I am a huge fan of the zombie genre of both the comedic and the dramatic, but have become jaded over the past few years at the recent glut of atrocious, uninspired zombie films that have been churned out — and yes, I know I’ve stated that before. When I heard that there was going to be a mashup mockery of the zombie horror genre from writer Tim Ogletree and director Scott Dow, I was very leery. I’m not one of those fans that see parodies of my favorite films as disrespect, but I do demand that they are done well. So I approached The Walking Deceased with trepidation but with an open mind, and was surprised that the film was genuinely funny, most of the time.
That doesn’t mean that The Walking Deceased is a great film, for it does have it’s issues. At times it is juvenile and dim-witted and some of the gags just don’t work, as well as some of the social media references. But the film if far better than those horrible Aaron Seltzer/Jason Friedberg parody movies of recent years (Meet the Spartans, The Starving Games, Disaster Movie, etc).
There are many zombie films Ogletree and Dow give the nod to or outright mock, other than the main films that their parody heavily relies on. 28 Days Later, Shaun of the Dead and Day of the Dead are quite obvious. However, send ups and inferences to Zombie Strippers!, Land of the Dead and Z Nation (amongst a few) are most likely only to be recognized by the biggest of zombie fans.

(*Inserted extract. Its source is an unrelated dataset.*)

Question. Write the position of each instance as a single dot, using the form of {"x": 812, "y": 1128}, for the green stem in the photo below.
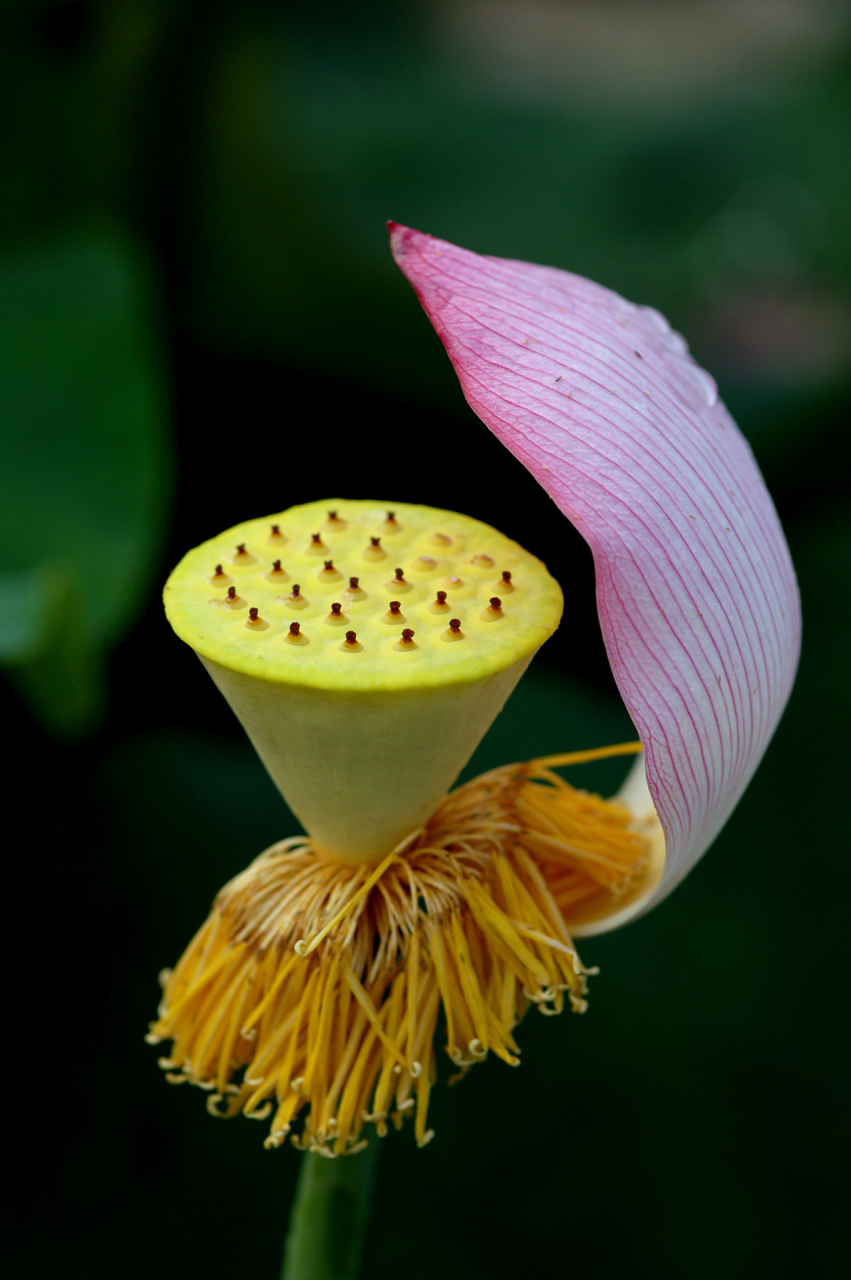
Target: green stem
{"x": 330, "y": 1211}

The main Walking Dead roles feature Sheriff Lincoln (Dave Sheridan) and his son Chris (Mason Dakota Galyon). Lincoln constantly calls his son “Cawwwrll” in an over accentuate voice,” clearly a poke at Andrew Lincoln’s “southern accent”. Both characters are cartoonish and ridiculous. While Sheridan’s heightened and over-the-top impersonation of Sheriff Rick Grimes is funny, it is Galyon who nails it as the bratty, foul-mouthed Chris, getting most of the film’s best lines, like “Get over to the bar and help yourself to a big fat bowl of shut the fuck up.” and “Nobody pays top dollar to see a one boobed stripper.”
Troy Ogletree, plays Romeo in a send up of the Nicholas Hoult role in Warm Bodies. Though Ogletree has the “R” routine down, he is only mildly amusing. This is no fault of his own, it’s just that he barely gets any funny lines, which is a shame since his impersonation as well as his voice over is dead on (pun intended).
In the two main male Zombieland roles are Joey Oglesby as Chicago and Tim Ogletree as Green Bay. Oglesby gives a fine subdued yet funny performance as the “Tallahassee” character, which counters Harrelson’s more intense portrayal. On the opposite side of the scale, Ogletree goes full out annoying in his role, sometimes funny but mostly just irritating to the Nth degree. I really had wished it was Green Bay that had died in the film instead of… Oops, no spoilers.
As for the supporting cast, most do a fine job with the limited character development and jokes that are given to them. However, one does shine brighter than the others and that is Andrew Pozza, who portrays Darnell. His deadpan version of the Walking Dead‘s Darrell is truly funny, as Pozza wields his toy crossbow with benign inaccuracy, while mocking Darrell’s signature character moves with comedic accuracy.
The Walking Deceased falters at times trying to be too clever and too outrageous. However, when they filmmakers get it right, it’s spot on. Could it have been better? Sure. It is atrocious? Certainly not. And it is certainly worth the watch considering the excellent production values for such a low budget film.
The Walking Deceased
Directed by Scott Dow
Screenplay by Tim Ogletree
Cast: Tim Ogletree, Joey Oglesby, Dave Sheridan, Troy Ogletree, Sophie Taylor Ali, Danielle Garcia, Andrew Pozza, Dave Sheridan, Mason Dakota Galyon
Run Time: 88 minutes
Release Date: In US theaters now and on VOD. On DVD April 21.